この日は道具が足りていないためか、カッターで作業しており、専門道具がなくても動物の皮って剥がせるんだ!と驚きました。油で手が滑るため、皮を剥がす作業はなかなか大変そうでした。

photo by satori

大まかに部位ごとに仕分けられたヤギは、次の解体班へバトンタッチされ、食肉になっていきます。こうみると肋は骨ばかりで、ヤギの可食部はほぼ脚であることがわかります。

 

大本命!牛の登場

photo by satori

開始から1時間ほど、モスクではひたすらヤギ14匹を屠っては解体を繰り返していましたが、それが終わるとどこからともなく牛が運ばれてきました!
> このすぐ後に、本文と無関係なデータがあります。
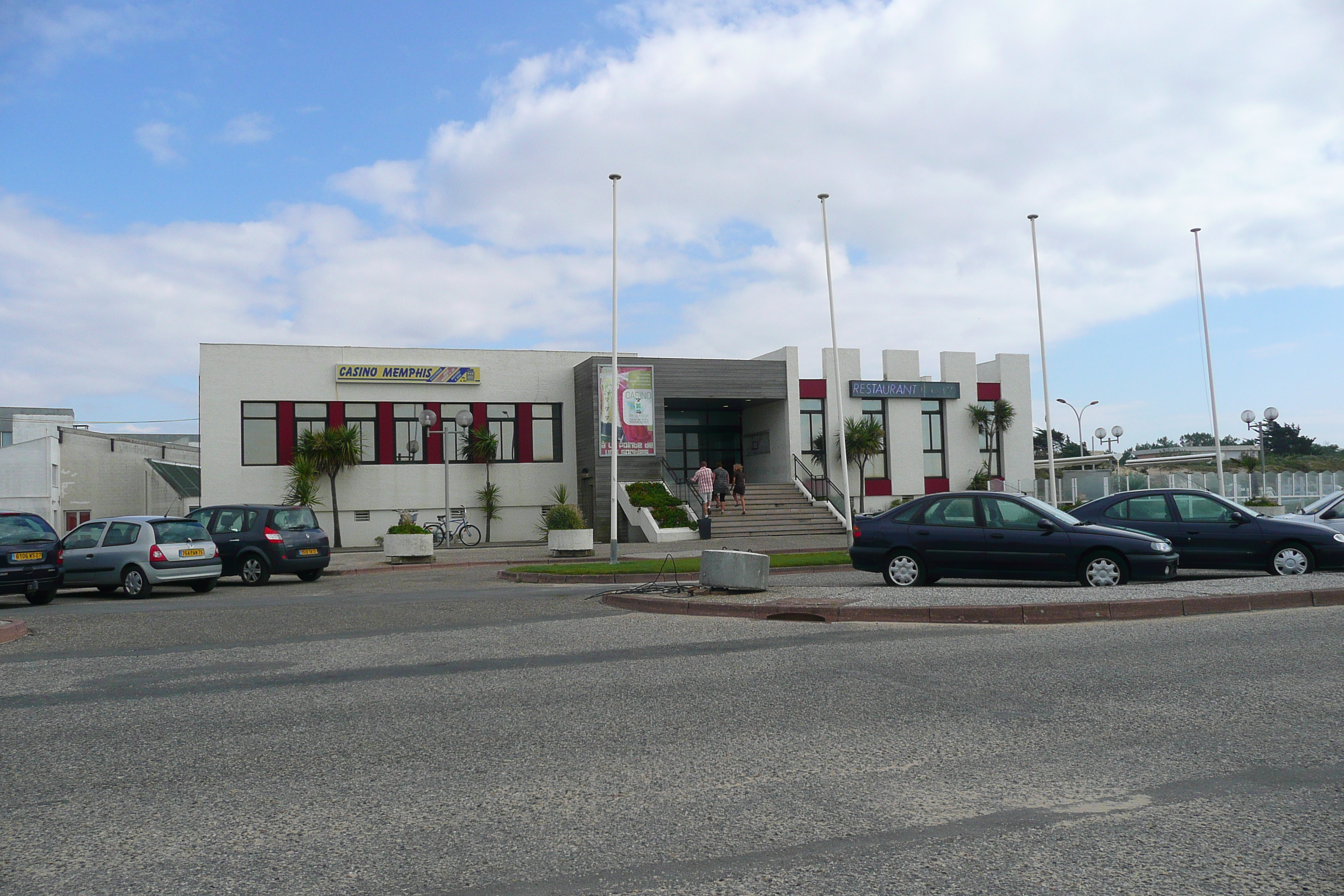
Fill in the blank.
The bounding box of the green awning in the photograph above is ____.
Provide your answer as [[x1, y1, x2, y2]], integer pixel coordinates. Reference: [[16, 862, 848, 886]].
[[145, 458, 200, 499]]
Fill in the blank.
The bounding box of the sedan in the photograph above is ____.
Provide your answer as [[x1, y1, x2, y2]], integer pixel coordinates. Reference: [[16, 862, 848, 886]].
[[850, 491, 1179, 587], [1072, 489, 1344, 575], [62, 516, 220, 598]]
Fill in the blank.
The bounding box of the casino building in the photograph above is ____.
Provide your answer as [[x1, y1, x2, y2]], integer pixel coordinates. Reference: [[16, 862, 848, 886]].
[[200, 344, 1035, 545]]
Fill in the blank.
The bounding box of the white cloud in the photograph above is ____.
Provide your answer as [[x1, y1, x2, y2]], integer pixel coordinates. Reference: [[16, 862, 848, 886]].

ちなみに今回、このモスクでと殺を行うのは牛5頭とヤギ14頭(すべてオス)。

牛は1匹あたり20万円と、インドネシアの平均月収5〜6万円からしてもかなりの大金です。生贄の購入費はモスクへの寄付で賄われているそうなので、「お金持ちは喜捨をする」というイスラムの文化を強く感じます。

 

警戒MAXの雄牛。ちょっとした闘牛ショーがはじまる

動物というのは不思議で、運ばれてきた牛は自分の命の危機を認識しており、大人でも近寄りづらいくらい警戒しています。この大きい牛をどうやってマンホールまでもっていくかというと、まず、勇気あるひとりのおじさんが牛にロープを引っ掛けます。

photo by satori

そして、そのロープを牛の後ろ足に通して上手に牛を転倒させるのですが、このシーンが一番、牛が暴れます。

photo by satori

5m離れた位置から見ているだけでも怖いです!一応、ロープが何本かついているので走り出すことはないのですが、立派な角でモスクの柱にバンバン当たっていきます。さすがにコンクリートの柱は折れませんが、竹組みなどは壊されてました。

photo by satori

なんとかロープを引っ掛けバランスを崩し、地に伏せたところでまわりの男性(20人くらい)がワーッと押し寄せ取り押さえます。この間も牛は暴れ続けるので、2〜3人だと完全に人間が負けるでしょう。

これを人口2億6千万のインドネシア全土で行っていると思うと怖すぎます。絶対何人か牛に殺されてると思うのですが、今のところそのようなニュースは聞きません。

photo by satori

みんな真剣と思いきや、子供はもう飽きている様子。